Options? In Texas? Play That Again For Me ...
The County Line, by virtue of its self-described location on Bull Creek—or as locals call it, "the lake"—rather than in downtown Austin, might not be the most well-known of the Texas state capital's many barbecue destinations. But aside from its excellent ribs, it has one curiosity many others do not: a talking bathroom, which translates traditional American English into 'Texan'.
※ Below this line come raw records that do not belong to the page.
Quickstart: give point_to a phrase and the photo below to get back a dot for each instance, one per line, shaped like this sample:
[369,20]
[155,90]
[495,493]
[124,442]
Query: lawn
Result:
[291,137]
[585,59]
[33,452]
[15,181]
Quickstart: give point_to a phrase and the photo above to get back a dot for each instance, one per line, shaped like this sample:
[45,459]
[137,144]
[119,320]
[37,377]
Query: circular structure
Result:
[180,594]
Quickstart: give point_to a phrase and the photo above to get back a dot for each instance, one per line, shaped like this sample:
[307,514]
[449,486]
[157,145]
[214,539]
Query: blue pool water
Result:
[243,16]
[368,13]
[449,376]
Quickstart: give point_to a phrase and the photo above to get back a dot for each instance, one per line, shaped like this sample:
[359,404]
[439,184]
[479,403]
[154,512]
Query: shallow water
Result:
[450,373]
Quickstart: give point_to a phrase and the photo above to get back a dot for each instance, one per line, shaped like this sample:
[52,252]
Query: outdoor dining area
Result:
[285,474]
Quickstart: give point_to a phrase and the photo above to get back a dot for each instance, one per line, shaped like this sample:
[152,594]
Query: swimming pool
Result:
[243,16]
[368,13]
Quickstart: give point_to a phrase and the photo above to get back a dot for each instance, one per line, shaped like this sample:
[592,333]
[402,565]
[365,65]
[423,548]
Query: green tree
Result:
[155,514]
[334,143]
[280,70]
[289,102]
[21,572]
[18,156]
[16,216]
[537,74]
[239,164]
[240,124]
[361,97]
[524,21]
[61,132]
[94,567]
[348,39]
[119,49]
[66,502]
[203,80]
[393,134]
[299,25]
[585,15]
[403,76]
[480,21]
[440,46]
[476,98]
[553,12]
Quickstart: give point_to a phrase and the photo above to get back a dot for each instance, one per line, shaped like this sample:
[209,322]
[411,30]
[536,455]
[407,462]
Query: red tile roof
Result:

Appropriately enough, one of my favorites among the couple of phrases I was graced with was for, "Sorry, I didn't understand you," which in Texan translates to, "You're going to have to play that again for me". Like a record, in a jukebox.
This is Texas, y'all.
Teaching Moments
Austin, of course, is much more though. A hotbed of technology talent, it now hosts offices of Pine River Capital, whose CTO was profiled in Waters last year, and a frequent source of ours, Broadway Technology, among many other investment and shops and software providers focused on finance.
In fact, education was the theme throughout my trip last week, as it popped up—if in a far more refined form—throughout the annual Options Industry Conference, held this year at Lost Pines.
Above all there was a sentiment that options generally need more uptake to flourish, and the worry that the buy side—whether actively-managed hedge funds or public pension funds, and every investment manager in between—doesn't necessarily understand what it can do with these products, so much as fear how quickly they can go very, very wrong.
The questions were various: What number of exchanges is too many? How, just as the last panel did and the one before it, are we still talking about Flash Boys? And why, for the first and probably last time in recorded history, did Citadel sponsor a beverage-toting donkey? (I personally think it was a shrewd move.)
Over three days a lot of colorful debate ensued, but above all, there was a sentiment that options generally need more uptake to flourish. This was borne of the concern that the buy side—whether aggressive hedge funds or public pension funds, and every investment manager in between—doesn't necessarily understand what it can do with these products, so much as fear how quickly they can go very, very wrong.
You can't really grow the pie without their increased interest, various attendees agreed, but many veterans of options already like its microstructure: it has the fungibility futures don't, but without the dark pools, internalization, and suspicion that frustrates equities. So, how do you make options more popular otherwise?
I didn't exactly walk away with one "silver bullet" solution, because there isn't one. But a lot of suggestions were voiced, and unsurprisingly, many were of a technical nature.
They included standardizing the error and adjustment rules processing industry-wide, more clearing offerings for certain OTC products, and being more innovative about trade matching and crossing engines, which NYSE AMEX is doing with its new Cube auction mechanism. Then from the specialist vendors like Tradelegs and Austin's own S3, deeper analytics to help the buy side really understand how a complex spread option can—or can't—be optimally executed, and get a razorsharp handle on the 'greeks' it produces back at a portfolio level.
From the big and relatively easy, then, all the way down to very minute and mathematically complex, there is a lot still to be done—and a lot of details to be worked out. Having so much of the industry on the same page would seem a good first step.
I'm sure those conversations will continue at next year's gathering, in Miami. Whether the donkey—or talking bathroom—makes the trip remains to be seen, but that's why Austin is famously known for being "weird", and why it will be fondly remembered.
Speaking of Unique Buy Sides
Staying in the Lone Star State—and on the topic of education—for just a minute longer, it's also worth previewing an upcoming cover profile for Waters, which will take an in-depth look at the University of Texas's $32.6 billion endowment manager, Utimco, and its chief technologist, Uche Abalogu.
Mr. Abalogu, whose background includes stints at Goldman Sachs and a New York-based hedge fund, had a lot to say—about the burgeoning data requirements at a highly diversified endowment like his, the industry's efforts at better meeting them, as well as his newly-adopted state—and it is indicative of the way technology has moved upstream on the buy side that Utimco will be Waters' first profile of a public investor.
I look forward to telling his story.